O Programa de Transferência de
Renda impactou na frequência escolar e no melhor acompanhamento da saúde da
criança. Mas temos muitos depoimentos de quem trabalha nos municípios segundo
os quais é comum que famílias recebam o benefício, a criança frequente a
escola, a criança cumpre o calendário vacinal, faça o acompanhamento de saúde
e, ainda assim, trabalhe. Então, para o trabalho infantil o impacto do programa
de distribuição de renda não foi o desejável e nem o esperado. Em nossa
avaliação, há uma coisa mais grave: o Programa de Transferência de Renda não
contribuiu para que as famílias tivessem uma compreensão sobre o trabalho
infantil, e o poder municipal também se omite em relação a ele. A família pode
receber a transferência de renda por uma situação de pobreza e manter a criança
no trabalho infantil. E o município não precisa cofinanciar, porque existe o
financiamento do governo federal para os chamados serviços socioeducativos.
Então, o governo municipal não identifica e não reconhece que há trabalho
infantil, ou seja, não faz esse cofinanciamento. Enquanto isso, o Programa de
Transferência de Renda está aí, cobrindo mais de 14 milhões de famílias. É
muito preocupante, porque esse programa deveria impactar diferentemente no dia
a dia das crianças.
IHU On-Line - Em que estados é possível perceber o
predomínio do trabalho infantil?
Isa Maria de Oliveira - Nos três estados do Sul os
percentuais de trabalho infantil são elevados, estão acima da média nacional.
As regiões Sul e Norte, de acordo com os dados do último censo, são as que têm
maior incidência do trabalho infantil. Então, o Nordeste apresentou realmente
resultados positivos, embora a situação ainda seja grave, mas a diferença de
percentual da região Norte para a região Sul é de 0,1%.
Como se tem uma densidade
populacional muito maior no Sul, o percentual fica mais elevado do que no
Norte. No Sul essa situação precisa ser ressaltada, porque se têm mais
desenvolvimento econômico, mais escolas e os percentuais de trabalho infantil
são muito elevados.
IHU On-Line - Como avalia o Estatuto da Criança e do
Adolescente – ECA?
Isa Maria de Oliveira - Este Estatuto é um marco, apesar de
ainda não estar plenamente implementado.
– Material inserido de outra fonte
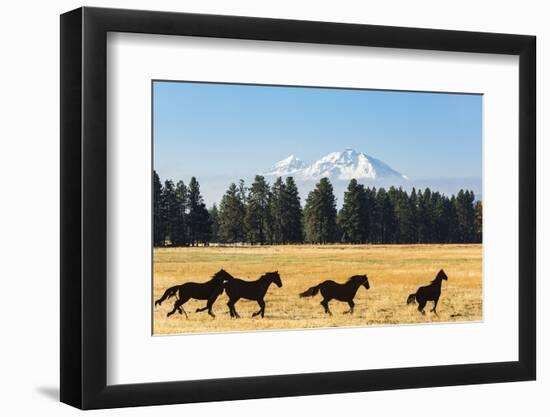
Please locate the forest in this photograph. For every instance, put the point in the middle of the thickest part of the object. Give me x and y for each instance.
(264, 213)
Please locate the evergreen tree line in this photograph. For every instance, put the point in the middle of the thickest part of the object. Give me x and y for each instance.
(273, 214)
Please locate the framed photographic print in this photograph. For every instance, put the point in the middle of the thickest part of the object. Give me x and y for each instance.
(301, 207)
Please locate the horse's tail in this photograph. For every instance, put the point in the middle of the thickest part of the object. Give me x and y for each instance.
(310, 292)
(170, 292)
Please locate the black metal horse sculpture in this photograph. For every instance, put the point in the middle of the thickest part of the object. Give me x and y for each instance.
(342, 292)
(430, 292)
(209, 291)
(251, 290)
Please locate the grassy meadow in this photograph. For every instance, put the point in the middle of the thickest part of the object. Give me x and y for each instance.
(394, 272)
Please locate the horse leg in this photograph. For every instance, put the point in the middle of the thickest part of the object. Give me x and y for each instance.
(435, 306)
(209, 307)
(178, 306)
(324, 303)
(421, 305)
(261, 303)
(351, 305)
(232, 309)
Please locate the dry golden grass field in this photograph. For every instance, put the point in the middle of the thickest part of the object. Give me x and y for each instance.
(394, 272)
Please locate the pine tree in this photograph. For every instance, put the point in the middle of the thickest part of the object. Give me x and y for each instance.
(197, 215)
(478, 221)
(215, 224)
(257, 211)
(277, 211)
(388, 222)
(159, 222)
(320, 214)
(465, 216)
(231, 216)
(179, 221)
(425, 216)
(293, 213)
(405, 216)
(170, 209)
(353, 217)
(374, 217)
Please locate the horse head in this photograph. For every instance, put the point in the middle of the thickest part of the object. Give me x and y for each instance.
(223, 275)
(360, 280)
(274, 277)
(365, 281)
(441, 275)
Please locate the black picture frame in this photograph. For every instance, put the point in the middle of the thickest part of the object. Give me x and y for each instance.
(84, 207)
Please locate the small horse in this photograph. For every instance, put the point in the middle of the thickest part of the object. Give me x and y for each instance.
(251, 290)
(428, 293)
(341, 292)
(209, 290)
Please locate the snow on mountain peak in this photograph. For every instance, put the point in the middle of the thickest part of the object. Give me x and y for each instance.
(287, 166)
(337, 165)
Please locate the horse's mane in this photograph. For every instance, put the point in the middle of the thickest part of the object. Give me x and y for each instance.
(439, 276)
(221, 272)
(268, 274)
(354, 278)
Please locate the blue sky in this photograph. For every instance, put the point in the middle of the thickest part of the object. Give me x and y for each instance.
(230, 130)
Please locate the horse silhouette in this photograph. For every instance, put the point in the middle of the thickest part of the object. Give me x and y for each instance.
(430, 292)
(209, 291)
(342, 292)
(250, 290)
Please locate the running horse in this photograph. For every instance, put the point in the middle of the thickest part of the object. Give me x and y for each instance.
(427, 293)
(250, 290)
(209, 291)
(331, 290)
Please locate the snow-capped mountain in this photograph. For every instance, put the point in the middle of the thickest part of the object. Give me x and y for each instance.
(337, 166)
(287, 166)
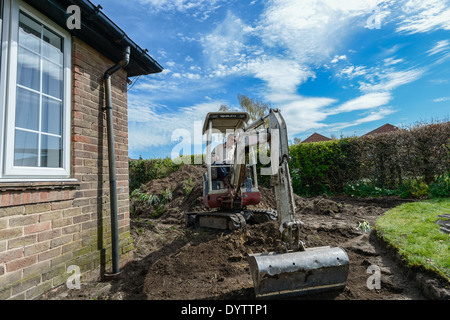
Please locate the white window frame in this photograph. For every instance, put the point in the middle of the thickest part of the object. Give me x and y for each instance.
(8, 92)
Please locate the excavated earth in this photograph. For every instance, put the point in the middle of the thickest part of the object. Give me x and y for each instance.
(173, 262)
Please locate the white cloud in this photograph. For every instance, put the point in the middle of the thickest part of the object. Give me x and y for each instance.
(197, 6)
(337, 58)
(425, 16)
(391, 61)
(225, 45)
(367, 101)
(351, 72)
(153, 126)
(375, 115)
(440, 46)
(441, 99)
(390, 80)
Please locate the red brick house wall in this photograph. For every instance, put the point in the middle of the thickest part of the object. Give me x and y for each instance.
(45, 227)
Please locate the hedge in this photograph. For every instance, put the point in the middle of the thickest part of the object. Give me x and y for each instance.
(420, 153)
(418, 157)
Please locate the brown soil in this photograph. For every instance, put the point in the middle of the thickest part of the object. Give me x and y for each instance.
(173, 262)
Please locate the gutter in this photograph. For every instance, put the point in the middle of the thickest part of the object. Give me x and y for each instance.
(112, 160)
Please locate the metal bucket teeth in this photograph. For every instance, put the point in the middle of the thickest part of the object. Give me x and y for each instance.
(299, 273)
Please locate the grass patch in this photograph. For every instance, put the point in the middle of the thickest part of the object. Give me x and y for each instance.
(411, 229)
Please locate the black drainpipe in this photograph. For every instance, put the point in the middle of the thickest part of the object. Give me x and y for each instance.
(112, 160)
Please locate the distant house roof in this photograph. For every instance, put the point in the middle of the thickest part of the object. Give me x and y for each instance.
(315, 137)
(383, 129)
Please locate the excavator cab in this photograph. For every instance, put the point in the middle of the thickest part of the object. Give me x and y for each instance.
(216, 192)
(296, 269)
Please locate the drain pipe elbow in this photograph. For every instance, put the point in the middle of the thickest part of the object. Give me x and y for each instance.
(112, 160)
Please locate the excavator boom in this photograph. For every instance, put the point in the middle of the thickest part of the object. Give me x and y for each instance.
(297, 270)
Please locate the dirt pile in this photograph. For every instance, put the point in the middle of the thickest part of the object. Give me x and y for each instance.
(175, 262)
(212, 269)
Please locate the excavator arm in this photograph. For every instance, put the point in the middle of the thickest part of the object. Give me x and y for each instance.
(296, 270)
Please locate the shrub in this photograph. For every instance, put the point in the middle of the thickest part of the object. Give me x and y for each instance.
(142, 171)
(406, 162)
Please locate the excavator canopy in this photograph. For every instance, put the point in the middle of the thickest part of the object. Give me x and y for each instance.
(223, 121)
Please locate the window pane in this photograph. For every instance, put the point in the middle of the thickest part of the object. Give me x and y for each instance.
(27, 109)
(28, 69)
(29, 33)
(25, 149)
(53, 46)
(51, 116)
(51, 151)
(52, 82)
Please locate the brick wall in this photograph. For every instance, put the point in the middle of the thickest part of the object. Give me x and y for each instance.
(47, 226)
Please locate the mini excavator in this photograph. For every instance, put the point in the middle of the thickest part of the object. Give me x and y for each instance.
(295, 269)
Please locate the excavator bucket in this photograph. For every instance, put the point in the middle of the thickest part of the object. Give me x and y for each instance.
(298, 273)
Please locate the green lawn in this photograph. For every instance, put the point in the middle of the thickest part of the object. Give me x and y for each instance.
(412, 230)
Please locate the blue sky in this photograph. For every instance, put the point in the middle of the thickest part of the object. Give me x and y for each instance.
(339, 68)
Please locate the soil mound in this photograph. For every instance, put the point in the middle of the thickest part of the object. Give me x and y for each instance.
(210, 269)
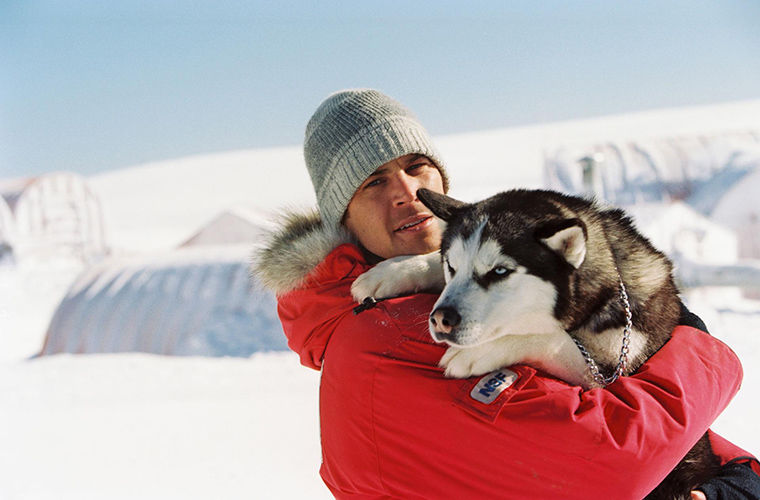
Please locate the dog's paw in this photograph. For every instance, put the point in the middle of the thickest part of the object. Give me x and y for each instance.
(398, 276)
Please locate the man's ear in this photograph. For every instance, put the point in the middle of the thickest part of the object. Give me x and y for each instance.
(444, 207)
(566, 238)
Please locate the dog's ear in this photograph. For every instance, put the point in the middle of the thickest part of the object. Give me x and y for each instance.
(566, 237)
(444, 207)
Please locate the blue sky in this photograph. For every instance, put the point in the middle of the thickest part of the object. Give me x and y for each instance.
(89, 86)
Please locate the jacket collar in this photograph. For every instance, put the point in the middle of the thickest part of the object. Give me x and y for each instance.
(294, 249)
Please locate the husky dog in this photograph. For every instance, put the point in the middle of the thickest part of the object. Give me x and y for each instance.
(550, 280)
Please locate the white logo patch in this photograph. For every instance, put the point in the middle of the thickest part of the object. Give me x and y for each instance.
(490, 386)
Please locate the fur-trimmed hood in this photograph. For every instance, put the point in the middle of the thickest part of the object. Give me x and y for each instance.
(292, 250)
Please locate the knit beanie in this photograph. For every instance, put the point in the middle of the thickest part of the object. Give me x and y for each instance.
(350, 135)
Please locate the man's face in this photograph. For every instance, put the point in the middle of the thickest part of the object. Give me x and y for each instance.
(385, 214)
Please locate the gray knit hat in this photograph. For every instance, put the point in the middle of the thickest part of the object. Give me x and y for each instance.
(350, 135)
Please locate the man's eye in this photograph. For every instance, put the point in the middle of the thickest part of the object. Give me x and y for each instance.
(416, 168)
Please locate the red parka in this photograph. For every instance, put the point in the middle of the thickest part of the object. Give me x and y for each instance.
(393, 427)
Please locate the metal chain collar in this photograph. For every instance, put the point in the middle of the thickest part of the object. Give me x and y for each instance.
(623, 359)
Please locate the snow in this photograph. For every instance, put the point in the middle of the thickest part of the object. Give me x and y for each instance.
(137, 425)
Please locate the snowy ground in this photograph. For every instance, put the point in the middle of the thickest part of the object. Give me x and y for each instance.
(144, 426)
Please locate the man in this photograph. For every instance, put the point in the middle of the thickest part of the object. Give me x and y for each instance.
(391, 425)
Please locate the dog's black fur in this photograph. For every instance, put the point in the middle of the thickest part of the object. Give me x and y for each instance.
(588, 300)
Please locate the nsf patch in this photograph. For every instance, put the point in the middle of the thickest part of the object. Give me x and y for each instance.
(490, 386)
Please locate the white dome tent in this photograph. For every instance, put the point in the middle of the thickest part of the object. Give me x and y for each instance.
(233, 226)
(54, 214)
(192, 301)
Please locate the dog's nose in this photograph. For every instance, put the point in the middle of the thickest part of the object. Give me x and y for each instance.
(444, 319)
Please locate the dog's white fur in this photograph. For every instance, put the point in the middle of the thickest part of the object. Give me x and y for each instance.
(510, 323)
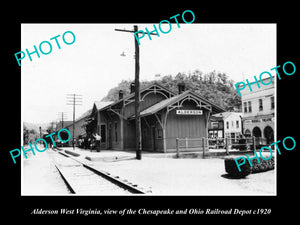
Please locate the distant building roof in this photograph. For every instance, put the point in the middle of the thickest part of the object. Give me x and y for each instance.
(100, 104)
(226, 114)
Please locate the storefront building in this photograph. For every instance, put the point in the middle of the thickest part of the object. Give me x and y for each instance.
(259, 111)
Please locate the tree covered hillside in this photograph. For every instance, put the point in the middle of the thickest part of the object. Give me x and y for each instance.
(215, 87)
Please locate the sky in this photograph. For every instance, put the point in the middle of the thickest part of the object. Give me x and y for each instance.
(93, 64)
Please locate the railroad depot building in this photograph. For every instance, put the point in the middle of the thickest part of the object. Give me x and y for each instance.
(165, 116)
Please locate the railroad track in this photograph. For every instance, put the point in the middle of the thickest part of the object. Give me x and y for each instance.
(84, 179)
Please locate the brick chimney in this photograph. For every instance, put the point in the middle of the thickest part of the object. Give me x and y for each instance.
(132, 87)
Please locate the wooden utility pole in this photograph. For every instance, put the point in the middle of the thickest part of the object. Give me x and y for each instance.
(74, 99)
(138, 132)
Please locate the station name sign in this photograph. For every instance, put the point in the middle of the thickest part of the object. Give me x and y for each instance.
(188, 112)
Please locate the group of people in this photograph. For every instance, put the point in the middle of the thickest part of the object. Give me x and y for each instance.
(91, 143)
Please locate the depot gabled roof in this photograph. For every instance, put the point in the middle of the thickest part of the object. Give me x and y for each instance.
(170, 101)
(142, 90)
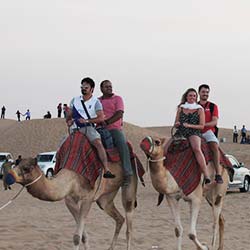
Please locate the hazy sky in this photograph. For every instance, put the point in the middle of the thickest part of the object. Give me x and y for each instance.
(152, 51)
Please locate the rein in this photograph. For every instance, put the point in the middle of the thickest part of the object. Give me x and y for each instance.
(19, 192)
(37, 179)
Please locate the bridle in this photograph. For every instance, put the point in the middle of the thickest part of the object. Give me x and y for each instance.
(31, 183)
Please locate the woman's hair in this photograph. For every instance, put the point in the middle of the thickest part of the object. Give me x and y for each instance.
(184, 96)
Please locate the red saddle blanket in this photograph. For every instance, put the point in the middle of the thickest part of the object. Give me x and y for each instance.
(182, 164)
(77, 154)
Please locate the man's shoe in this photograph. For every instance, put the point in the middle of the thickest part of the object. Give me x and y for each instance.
(218, 179)
(109, 175)
(207, 181)
(126, 180)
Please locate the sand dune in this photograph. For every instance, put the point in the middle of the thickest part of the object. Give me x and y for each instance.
(32, 224)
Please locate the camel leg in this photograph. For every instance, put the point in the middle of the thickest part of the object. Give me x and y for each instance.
(106, 202)
(175, 209)
(73, 207)
(221, 232)
(128, 202)
(217, 207)
(195, 204)
(81, 233)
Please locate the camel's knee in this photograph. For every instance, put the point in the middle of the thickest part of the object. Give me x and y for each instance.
(129, 205)
(76, 239)
(192, 237)
(218, 200)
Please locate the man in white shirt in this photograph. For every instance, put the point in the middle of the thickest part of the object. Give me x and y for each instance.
(84, 112)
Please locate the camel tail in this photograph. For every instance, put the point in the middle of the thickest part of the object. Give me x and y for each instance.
(160, 199)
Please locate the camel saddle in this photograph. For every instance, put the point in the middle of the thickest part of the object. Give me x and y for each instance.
(181, 163)
(77, 154)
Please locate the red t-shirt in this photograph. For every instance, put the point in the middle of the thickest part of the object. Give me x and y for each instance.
(209, 116)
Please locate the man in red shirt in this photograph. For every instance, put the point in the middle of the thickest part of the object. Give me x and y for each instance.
(211, 119)
(113, 109)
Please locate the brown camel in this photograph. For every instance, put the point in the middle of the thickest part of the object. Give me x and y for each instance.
(166, 185)
(79, 196)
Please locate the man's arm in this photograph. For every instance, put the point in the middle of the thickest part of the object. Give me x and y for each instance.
(115, 117)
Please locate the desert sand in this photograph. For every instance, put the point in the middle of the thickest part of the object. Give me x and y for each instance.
(30, 224)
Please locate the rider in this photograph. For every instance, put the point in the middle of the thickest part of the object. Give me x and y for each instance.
(211, 119)
(84, 112)
(113, 108)
(190, 120)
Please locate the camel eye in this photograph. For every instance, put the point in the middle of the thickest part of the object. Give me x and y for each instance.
(157, 142)
(26, 169)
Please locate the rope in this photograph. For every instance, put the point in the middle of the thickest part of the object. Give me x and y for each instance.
(11, 200)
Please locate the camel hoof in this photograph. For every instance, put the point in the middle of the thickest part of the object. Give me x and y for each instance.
(76, 240)
(204, 247)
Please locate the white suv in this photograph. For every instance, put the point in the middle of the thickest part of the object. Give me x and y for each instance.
(47, 162)
(241, 178)
(3, 157)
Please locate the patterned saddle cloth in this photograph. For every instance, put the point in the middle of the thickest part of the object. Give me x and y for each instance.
(182, 164)
(77, 154)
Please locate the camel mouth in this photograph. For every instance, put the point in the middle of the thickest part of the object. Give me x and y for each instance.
(10, 179)
(146, 145)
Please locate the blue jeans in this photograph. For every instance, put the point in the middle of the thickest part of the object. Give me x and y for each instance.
(122, 147)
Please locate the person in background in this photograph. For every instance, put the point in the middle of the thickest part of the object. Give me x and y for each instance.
(47, 116)
(211, 119)
(18, 114)
(78, 117)
(113, 108)
(59, 110)
(6, 167)
(243, 135)
(3, 112)
(235, 134)
(189, 121)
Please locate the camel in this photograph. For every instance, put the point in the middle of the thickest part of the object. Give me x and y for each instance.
(166, 185)
(79, 195)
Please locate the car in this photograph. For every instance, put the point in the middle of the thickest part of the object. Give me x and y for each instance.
(3, 157)
(241, 178)
(47, 161)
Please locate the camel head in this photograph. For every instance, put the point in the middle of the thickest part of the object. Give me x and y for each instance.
(23, 173)
(153, 147)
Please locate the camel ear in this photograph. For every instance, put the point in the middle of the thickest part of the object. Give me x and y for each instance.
(163, 141)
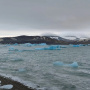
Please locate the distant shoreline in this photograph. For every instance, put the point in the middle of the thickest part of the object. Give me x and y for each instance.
(55, 40)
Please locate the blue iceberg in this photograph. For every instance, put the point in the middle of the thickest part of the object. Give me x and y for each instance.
(58, 63)
(12, 49)
(76, 45)
(53, 47)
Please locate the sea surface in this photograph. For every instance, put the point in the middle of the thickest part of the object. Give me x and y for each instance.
(35, 68)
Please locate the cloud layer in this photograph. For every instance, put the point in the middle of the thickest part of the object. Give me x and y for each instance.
(44, 15)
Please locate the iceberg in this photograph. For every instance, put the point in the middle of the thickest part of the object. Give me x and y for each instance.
(12, 49)
(42, 44)
(58, 63)
(21, 70)
(76, 45)
(9, 86)
(54, 47)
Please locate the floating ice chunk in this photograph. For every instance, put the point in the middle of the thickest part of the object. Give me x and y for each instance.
(76, 45)
(58, 63)
(17, 59)
(15, 44)
(21, 70)
(6, 86)
(42, 44)
(12, 49)
(55, 47)
(28, 44)
(74, 64)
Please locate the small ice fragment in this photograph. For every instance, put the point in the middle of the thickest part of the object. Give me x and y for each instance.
(58, 63)
(74, 64)
(76, 45)
(21, 70)
(6, 86)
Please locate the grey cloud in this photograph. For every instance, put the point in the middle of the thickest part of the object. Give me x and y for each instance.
(45, 14)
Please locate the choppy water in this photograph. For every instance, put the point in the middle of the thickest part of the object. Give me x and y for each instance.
(35, 67)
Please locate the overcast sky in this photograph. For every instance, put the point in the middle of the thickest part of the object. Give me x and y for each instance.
(34, 17)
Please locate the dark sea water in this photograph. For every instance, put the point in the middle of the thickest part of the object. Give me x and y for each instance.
(36, 69)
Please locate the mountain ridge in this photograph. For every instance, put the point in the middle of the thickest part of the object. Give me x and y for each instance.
(42, 39)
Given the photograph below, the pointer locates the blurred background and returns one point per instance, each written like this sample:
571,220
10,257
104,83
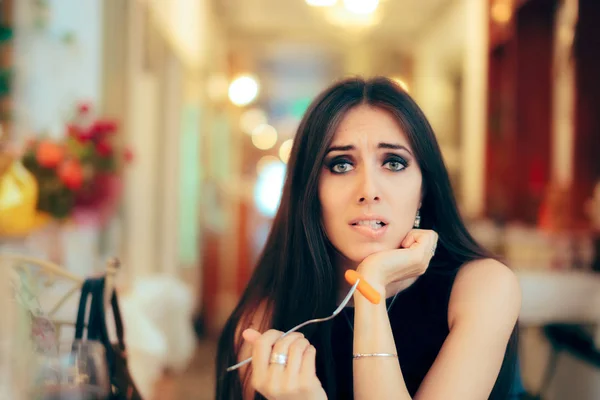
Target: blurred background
158,131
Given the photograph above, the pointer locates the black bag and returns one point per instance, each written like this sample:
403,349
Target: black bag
122,386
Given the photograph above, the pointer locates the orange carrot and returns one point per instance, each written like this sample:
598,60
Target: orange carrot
363,286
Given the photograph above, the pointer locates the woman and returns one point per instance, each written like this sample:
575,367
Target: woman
367,189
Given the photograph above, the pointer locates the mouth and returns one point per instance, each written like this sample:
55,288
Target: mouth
372,228
374,224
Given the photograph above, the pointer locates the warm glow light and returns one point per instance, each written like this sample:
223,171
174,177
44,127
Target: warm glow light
267,192
501,11
243,90
401,83
264,162
216,87
321,3
252,119
361,6
264,137
285,150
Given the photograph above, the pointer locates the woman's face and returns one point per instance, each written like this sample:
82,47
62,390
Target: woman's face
370,185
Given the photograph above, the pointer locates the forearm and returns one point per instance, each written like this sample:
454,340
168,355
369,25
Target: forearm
375,377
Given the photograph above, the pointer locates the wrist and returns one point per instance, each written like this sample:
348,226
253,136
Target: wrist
373,278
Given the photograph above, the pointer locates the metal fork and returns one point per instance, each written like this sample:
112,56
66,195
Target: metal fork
302,325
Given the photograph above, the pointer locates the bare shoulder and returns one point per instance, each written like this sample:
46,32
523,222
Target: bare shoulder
485,290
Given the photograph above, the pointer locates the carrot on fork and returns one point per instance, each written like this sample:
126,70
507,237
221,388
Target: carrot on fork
363,286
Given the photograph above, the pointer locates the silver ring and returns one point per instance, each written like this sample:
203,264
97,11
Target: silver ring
278,358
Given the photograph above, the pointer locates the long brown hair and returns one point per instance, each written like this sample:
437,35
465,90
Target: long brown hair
295,277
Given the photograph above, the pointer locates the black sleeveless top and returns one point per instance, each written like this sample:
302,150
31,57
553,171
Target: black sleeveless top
419,321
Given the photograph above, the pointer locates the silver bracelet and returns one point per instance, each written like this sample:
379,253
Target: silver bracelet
362,355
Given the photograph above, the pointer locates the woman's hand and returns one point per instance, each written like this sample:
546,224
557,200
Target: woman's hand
296,379
409,261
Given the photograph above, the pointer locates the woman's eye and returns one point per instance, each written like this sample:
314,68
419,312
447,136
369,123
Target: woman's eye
395,165
341,167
Defendemos que um dos artigos – o de
n. 248 – seja imediatamente revogado. Ele trata da vinda de adolescentes de
outras comarcas, e a família que busca ou que recebe esse adolescente tem um
prazo de cinco dias para informar a autoridade legal sobre a guarda dessa
criança, que irá prestar serviços domésticos. Esse artigo é um claro
incentivador do trabalho infantil, e isso se agrava mais porque o Brasil, em
2008, aprovou um decreto que define o trabalho infantil doméstico como uma das
piores formas de trabalho.
Esse artigo está na contramão,
sobretudo porque o trabalho infantil doméstico, como todos sabem, é oculto, de
difícil fiscalização. Essa é uma das formas de trabalho que mais traz prejuízos
para o rendimento escolar, porque a jornada é atenuante; muitos não têm nenhum
descanso semanal; em muitos casos a jornada se estende, porque o trabalho é
quase que ininterrupto. Em alguns o adolescente frequenta a escola, mas ele
chega exausto para acompanhar as aulas; ele não tem como preparar as tarefas.
Isa Maria de Oliveira é graduada em Ciências Sociais pela
Universidade Federal de Goiás, e pós-graduada na mesma área pela Pontifícia
Universidade Católica de São Paulo – PUC-SP.